In conclusion, this case of an infant boy diagnosed with nonmosaic chromosomal abnormalities related to the mosaicism detected in the embryo is, to our knowledge, the first case of a MET that resulted in an adverse outcome of a live born. This case highlights 3 key areas in support of standardized practice guidelines to address the potential risks of transfer of embryos with known mosaic chromosome abnormalities:

Preimplantation genetic testing for aneuploidy results should become part of the prenatal record for an ongoing pregnancy, and the referral should indicate that a mosaic embryo was transferred.

Prenatal testing options should be offered by a genetic counselor or other health care provider who is knowledgeable of current MET outcome data before a MET, and follow-up should be provided after a pregnancy is achieved. Testing for mosaicism prenatally is best achieved through amniocentesis because chorionic villus sampling may be complicated by confined placental mosaicism and may be falsely reassuring or alarming. Limitations of prenatal screening options, such as non-invasive prenatal screening, should be discussed because these tests are not designed to detect mosaicism and usually only screen for specific aneuploidies.

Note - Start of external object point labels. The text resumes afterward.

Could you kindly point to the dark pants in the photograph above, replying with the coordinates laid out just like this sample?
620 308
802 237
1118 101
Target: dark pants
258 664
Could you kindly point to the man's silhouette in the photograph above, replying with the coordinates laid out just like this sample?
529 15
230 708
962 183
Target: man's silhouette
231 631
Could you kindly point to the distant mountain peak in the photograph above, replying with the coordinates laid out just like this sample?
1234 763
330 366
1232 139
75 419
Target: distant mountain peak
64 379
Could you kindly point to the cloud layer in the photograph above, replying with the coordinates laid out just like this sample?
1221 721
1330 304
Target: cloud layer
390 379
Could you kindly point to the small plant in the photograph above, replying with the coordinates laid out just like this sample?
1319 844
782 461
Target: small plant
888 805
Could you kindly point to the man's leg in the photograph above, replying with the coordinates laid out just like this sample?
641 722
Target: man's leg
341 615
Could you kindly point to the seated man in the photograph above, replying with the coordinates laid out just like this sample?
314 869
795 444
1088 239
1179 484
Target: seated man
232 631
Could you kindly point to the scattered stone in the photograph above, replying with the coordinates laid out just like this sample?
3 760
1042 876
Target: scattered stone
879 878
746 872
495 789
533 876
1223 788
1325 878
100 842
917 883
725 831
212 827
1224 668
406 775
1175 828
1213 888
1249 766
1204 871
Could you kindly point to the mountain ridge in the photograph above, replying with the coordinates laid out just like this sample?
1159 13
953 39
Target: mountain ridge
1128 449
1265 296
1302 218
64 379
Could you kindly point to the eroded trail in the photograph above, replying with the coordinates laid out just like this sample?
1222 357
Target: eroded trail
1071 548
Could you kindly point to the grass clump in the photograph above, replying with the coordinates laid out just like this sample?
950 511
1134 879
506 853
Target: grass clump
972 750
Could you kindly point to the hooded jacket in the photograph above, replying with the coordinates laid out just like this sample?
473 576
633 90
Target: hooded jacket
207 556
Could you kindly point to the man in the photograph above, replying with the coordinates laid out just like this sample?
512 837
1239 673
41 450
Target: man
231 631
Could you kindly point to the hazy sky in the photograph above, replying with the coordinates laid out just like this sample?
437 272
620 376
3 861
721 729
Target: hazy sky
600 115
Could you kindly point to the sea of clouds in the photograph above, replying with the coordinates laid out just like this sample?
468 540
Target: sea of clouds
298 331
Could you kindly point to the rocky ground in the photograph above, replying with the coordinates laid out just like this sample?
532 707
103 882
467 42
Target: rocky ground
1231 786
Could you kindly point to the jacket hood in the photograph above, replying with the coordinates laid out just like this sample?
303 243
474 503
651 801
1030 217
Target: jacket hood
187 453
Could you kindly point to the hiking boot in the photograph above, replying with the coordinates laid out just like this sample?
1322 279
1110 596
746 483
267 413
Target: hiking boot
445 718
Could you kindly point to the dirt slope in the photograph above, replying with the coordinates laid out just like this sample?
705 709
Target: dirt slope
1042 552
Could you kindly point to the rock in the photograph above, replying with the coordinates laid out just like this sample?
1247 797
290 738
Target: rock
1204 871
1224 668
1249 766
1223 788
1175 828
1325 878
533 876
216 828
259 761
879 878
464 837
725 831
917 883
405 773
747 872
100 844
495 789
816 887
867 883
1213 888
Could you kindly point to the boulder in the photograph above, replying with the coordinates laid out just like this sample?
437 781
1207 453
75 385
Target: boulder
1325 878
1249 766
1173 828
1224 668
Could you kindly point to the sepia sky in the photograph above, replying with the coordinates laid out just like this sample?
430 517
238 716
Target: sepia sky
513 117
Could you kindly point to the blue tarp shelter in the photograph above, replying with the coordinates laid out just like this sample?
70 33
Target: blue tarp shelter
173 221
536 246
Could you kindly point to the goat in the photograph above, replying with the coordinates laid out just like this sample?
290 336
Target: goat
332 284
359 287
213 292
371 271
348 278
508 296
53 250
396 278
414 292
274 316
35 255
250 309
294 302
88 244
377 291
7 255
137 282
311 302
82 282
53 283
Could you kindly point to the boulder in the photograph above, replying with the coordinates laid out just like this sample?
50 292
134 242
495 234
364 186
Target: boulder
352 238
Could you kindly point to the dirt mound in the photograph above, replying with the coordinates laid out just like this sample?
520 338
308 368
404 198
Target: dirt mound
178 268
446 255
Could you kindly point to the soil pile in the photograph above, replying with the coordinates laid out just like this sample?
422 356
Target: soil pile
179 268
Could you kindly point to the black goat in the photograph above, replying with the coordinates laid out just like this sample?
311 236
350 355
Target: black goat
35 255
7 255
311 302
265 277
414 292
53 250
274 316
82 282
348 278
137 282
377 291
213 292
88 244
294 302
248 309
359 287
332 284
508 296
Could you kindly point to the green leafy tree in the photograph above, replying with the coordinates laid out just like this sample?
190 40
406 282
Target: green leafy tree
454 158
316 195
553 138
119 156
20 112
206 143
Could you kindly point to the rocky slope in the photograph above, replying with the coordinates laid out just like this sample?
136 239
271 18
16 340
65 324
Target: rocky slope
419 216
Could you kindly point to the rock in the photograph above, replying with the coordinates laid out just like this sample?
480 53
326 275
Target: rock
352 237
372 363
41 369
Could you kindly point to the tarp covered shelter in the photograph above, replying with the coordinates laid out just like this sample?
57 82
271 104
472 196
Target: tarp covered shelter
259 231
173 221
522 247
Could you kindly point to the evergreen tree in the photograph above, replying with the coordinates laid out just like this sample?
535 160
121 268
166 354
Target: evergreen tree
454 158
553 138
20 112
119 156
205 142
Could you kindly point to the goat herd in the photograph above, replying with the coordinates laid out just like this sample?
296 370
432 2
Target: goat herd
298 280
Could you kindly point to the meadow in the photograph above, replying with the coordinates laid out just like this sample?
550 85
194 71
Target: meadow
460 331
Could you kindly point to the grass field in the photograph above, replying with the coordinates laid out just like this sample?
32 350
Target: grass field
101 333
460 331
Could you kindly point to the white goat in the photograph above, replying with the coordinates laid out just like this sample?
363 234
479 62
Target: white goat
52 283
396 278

A standardized approach is needed for prenatal UPD testing of embryos transferred with mosaicism for imprinted chromosomes because most PGT-A platforms do not detect or report UPD.

In addition to these recommendations after MET, the importance of pretest counseling before PGT-A should not be overlooked. There is currently no consensus between clinics regarding the reporting of mosaic results and the cut-off for mosaicism if it is reported (22). Each clinic is responsible for choosing the PGT-A platform they use, how mosaic results are received, the cut-off for mosaicism, and decisions around METs. Therefore, it is important for clinics to provide adequate and clinic-specific pretest counseling for patients so that patients are aware of the type of results they will receive and whether they would be allowed to transfer their mosaic embryos. The standardization of PGT-A results and further data from nonselection studies from different laboratory platforms may help guide clinical decisions and pretest counseling in the future. Standardization may be especially helpful when patients move their care to a new IVF provider after creating PGT-A tested embryo(s).

This case raises concern that pregnancies achieved after the transfer of embryos with abnormal, in this case—mosaic, results obtained by PGT-A need additional prenatal testing options tailored to the type of mosaic aneuploidy identified. This case illustrates an example when UPD testing in pregnancy would have helped with management. Given that prenatal care providers might not be the best individuals to provide information on the management of pregnancies achieved from MET and that patients might not remember all of the information given at their pretransfer genetic counseling consult, referral to genetic counseling services is advisable after pregnancy is achieved. A MET consent form or handout might also be useful for patients to refer back to after they successfully achieve a pregnancy. Further reports of similar cases will help inform the prenatal testing algorithms, guidelines, and practices related to METs.

We hope that this case study does not discourage clinics from transferring mosaic embryos but instead highlights the importance of genetic counseling and prenatal follow-up after pregnancy is achieved using a mosaic embryo.